16. The computer program product of claim 15, wherein the biological sample is placed on a pathological slide, the first type of scanner is a first type of whole slide imaging scanner, and the second type of scanner is a second type of whole slide imaging scanner.
17. The computer program product of claim 15, wherein the action further comprises: The new image is input into an image analysis model, wherein the image analysis model includes multiple model parameters learned using a training dataset comprising images obtained from a scanner of the same type as the second type of scanner; The new image is analyzed using the image analysis model. The image analysis model generates analysis results based on the analysis of the new image. as well as Output the analysis results.

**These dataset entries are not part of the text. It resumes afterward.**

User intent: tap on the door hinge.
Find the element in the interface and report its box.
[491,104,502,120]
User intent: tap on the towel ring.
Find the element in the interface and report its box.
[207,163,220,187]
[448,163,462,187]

18. The computer program product of claim 17, wherein the image analysis model was not trained for images obtained from a scanner of the same type as the first type of scanner.
19. The computer program product of claim 15, wherein the discriminator model is trained based on minimizing a first loss function to maximize the probability of the training dataset and the discriminator model is trained based on minimizing a second loss function to minimize the probability of the generated image sampled from the generator model and the generator model is trained to maximize the probability assigned to the generated image by the discriminator model, the plurality of model parameters being learned using the training dataset.